Finishing its articles, I put down the journal and pick up Sarajevo Self-Portrait: The View from Inside, a large hardcover collection of naked essays and images that I'd picked up at Basheer's for $9 ..... a steep drop from its original retail price of $60. Through the eyes of 9 photographers from Bosnia, whose images spanned the length of the war and the seige of Sarajevo, photographing its social ruins and documenting the loss of neighborhoods, homes, families and friends.

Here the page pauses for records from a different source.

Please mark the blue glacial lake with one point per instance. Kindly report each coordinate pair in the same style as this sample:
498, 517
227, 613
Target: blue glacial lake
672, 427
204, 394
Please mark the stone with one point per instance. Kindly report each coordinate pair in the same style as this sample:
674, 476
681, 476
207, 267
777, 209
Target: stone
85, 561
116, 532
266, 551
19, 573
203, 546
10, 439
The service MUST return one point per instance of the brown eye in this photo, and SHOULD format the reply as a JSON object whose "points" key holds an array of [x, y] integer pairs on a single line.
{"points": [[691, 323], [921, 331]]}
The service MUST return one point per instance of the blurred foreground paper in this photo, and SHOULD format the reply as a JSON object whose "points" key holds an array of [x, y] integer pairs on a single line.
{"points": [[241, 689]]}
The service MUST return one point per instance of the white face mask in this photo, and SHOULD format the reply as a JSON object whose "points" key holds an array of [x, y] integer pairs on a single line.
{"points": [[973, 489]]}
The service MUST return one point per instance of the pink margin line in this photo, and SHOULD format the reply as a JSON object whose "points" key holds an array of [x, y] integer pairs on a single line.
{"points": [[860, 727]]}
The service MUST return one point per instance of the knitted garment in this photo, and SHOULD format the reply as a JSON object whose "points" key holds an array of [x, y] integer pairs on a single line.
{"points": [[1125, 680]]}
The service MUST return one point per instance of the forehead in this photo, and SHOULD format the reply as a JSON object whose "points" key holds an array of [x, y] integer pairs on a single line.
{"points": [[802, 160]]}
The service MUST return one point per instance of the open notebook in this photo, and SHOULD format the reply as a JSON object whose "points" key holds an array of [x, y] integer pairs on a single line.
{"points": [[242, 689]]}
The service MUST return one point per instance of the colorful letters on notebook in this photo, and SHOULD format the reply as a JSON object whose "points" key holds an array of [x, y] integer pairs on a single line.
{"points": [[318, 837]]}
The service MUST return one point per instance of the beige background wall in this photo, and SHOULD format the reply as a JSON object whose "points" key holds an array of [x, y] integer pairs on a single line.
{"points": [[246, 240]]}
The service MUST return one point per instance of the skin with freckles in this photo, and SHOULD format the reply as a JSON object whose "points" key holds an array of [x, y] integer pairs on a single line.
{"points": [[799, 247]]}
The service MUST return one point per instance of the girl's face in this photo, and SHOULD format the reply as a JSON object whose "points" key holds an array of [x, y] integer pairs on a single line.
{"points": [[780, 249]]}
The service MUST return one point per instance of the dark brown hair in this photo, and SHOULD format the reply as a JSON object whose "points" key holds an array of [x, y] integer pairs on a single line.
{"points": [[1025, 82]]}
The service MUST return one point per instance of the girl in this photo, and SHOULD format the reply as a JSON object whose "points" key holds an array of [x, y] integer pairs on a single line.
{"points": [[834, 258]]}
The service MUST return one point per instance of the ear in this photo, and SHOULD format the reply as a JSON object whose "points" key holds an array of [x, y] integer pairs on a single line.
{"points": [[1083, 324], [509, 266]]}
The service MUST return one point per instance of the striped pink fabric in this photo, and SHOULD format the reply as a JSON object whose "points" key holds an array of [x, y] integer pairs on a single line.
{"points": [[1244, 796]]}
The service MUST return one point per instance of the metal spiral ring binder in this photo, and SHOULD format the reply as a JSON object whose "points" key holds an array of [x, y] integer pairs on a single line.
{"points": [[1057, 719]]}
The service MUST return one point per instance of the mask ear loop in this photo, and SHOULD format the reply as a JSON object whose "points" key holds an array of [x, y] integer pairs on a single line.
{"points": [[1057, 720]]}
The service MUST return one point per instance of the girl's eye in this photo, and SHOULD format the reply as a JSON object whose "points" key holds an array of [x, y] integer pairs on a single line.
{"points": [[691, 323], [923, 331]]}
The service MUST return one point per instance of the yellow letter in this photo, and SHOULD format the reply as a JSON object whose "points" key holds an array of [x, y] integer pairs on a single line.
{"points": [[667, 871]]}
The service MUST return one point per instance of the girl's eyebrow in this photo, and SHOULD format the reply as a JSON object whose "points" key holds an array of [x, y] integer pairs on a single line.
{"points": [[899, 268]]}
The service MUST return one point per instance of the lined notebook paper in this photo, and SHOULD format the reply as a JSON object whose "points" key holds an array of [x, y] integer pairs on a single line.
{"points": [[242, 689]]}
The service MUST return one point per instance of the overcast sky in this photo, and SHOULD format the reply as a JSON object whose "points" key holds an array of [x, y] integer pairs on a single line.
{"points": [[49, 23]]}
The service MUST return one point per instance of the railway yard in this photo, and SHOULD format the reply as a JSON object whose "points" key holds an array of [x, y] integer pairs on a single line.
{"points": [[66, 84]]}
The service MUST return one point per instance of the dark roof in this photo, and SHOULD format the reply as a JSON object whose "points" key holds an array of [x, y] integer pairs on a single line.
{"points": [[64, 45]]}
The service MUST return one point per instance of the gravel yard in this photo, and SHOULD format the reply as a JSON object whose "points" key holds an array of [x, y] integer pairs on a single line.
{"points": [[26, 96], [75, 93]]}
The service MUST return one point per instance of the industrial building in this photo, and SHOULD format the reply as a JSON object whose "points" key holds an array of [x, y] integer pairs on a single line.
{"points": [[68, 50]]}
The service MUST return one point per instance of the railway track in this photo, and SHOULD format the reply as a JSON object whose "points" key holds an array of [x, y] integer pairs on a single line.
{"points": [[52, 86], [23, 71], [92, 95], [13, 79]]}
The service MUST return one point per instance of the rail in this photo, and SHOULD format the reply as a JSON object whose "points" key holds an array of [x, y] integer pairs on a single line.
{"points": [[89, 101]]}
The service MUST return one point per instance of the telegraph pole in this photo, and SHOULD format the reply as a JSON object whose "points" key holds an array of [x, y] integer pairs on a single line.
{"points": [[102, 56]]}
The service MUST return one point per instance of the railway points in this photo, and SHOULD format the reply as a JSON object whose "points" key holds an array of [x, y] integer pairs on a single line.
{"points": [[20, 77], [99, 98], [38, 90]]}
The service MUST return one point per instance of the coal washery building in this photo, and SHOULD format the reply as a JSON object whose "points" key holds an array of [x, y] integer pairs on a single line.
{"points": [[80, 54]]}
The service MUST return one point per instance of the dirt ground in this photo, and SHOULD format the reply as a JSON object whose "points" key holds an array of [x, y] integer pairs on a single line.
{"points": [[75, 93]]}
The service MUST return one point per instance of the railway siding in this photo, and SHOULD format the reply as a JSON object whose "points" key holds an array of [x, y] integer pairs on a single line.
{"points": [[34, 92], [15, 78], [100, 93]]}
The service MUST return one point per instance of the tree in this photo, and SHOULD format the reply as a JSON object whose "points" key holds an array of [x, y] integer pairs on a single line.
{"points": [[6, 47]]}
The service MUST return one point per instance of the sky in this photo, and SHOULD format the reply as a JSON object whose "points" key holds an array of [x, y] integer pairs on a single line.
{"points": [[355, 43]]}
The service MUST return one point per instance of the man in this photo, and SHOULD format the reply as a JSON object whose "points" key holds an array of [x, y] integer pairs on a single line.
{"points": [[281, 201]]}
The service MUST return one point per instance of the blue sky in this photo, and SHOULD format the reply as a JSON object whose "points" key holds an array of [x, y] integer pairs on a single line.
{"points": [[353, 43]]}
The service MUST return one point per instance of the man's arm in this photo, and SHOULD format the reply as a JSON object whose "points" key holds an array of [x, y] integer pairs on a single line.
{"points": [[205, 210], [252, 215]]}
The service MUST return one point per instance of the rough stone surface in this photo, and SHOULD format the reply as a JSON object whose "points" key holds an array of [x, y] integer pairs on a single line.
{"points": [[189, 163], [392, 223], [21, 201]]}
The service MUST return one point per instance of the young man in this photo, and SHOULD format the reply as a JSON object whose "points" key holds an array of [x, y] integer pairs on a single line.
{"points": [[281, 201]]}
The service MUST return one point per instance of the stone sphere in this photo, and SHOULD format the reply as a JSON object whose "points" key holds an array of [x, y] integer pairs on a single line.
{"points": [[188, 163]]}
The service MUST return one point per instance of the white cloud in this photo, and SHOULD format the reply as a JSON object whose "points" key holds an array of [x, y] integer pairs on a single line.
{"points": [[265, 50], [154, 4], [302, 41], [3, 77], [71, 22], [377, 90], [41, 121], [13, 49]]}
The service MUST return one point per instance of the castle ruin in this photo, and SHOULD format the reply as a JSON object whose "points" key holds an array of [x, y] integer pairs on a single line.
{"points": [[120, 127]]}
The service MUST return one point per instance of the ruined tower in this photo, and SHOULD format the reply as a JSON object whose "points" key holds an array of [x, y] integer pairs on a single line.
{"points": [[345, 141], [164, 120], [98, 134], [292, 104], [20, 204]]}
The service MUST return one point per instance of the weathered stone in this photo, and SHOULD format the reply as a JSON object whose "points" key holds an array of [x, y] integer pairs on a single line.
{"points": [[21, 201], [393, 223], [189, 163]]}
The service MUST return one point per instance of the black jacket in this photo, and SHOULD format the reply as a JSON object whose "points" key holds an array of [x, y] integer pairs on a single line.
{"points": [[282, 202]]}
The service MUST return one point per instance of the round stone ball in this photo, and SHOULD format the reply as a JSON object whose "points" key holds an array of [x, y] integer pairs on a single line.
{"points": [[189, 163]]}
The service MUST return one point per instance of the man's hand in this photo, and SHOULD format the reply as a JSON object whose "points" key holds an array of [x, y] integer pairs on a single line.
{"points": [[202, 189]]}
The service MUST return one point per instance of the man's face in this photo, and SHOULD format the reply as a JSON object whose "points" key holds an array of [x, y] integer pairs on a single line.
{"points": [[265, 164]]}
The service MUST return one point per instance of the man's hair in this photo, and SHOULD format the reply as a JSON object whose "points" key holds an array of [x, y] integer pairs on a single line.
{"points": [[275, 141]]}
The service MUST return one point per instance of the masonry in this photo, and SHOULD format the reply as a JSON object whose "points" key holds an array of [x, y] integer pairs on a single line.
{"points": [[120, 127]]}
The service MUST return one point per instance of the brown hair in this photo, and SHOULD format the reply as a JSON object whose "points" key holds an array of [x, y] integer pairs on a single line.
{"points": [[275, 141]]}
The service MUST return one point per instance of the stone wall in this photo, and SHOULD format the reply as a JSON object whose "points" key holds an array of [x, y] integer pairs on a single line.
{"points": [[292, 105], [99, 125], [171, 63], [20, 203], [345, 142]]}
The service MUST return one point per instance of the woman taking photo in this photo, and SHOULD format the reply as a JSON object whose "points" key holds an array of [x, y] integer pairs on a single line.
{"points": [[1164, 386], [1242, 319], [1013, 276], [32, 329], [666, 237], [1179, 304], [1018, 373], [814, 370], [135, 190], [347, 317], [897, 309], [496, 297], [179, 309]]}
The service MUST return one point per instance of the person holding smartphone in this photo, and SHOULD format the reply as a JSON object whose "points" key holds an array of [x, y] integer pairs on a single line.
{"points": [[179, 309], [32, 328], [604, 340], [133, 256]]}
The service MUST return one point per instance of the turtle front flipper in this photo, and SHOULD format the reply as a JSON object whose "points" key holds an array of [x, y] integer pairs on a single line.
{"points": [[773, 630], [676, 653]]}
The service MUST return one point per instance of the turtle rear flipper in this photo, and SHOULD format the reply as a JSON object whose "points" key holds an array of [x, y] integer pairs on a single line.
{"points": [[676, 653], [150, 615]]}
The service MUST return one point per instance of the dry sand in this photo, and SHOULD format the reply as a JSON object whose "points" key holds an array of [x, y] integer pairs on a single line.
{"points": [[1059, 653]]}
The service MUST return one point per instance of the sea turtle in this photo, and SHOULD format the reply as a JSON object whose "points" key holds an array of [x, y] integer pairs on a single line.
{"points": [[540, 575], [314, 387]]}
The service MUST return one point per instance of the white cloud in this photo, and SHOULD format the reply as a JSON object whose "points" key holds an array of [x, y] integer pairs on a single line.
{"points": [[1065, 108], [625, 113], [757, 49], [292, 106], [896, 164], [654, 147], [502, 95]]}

Reading their interviews and seeing the images, the photographers speak of the anguish of their circumstances. It made me (no, it forced me) contrast these powerful images shot by local Bosnian photographers trapped in the daily struggle to survive against images created by "media machines" of the "outside" world
"For a country so brutally torn apart by racial conflict and hate....and for the rest of the world which largely ignored Bosnia's cries for help, Sarajevo: Self Portrait is much more than a collection of photographs; it is a powerful and much needed opportunity to cut straight through media's rethoric, uncovering the hard truths of war"
A 3rd book lies on my table awaiting its turn to be read, Degas to Matisse - Impressionist and Modern Masterworks. I picked up a pristine copy at a ridiculous $3 from the bargain bin. Well bound and printed on heavy gloss paper, it sits quietly in its own corner beckoning me.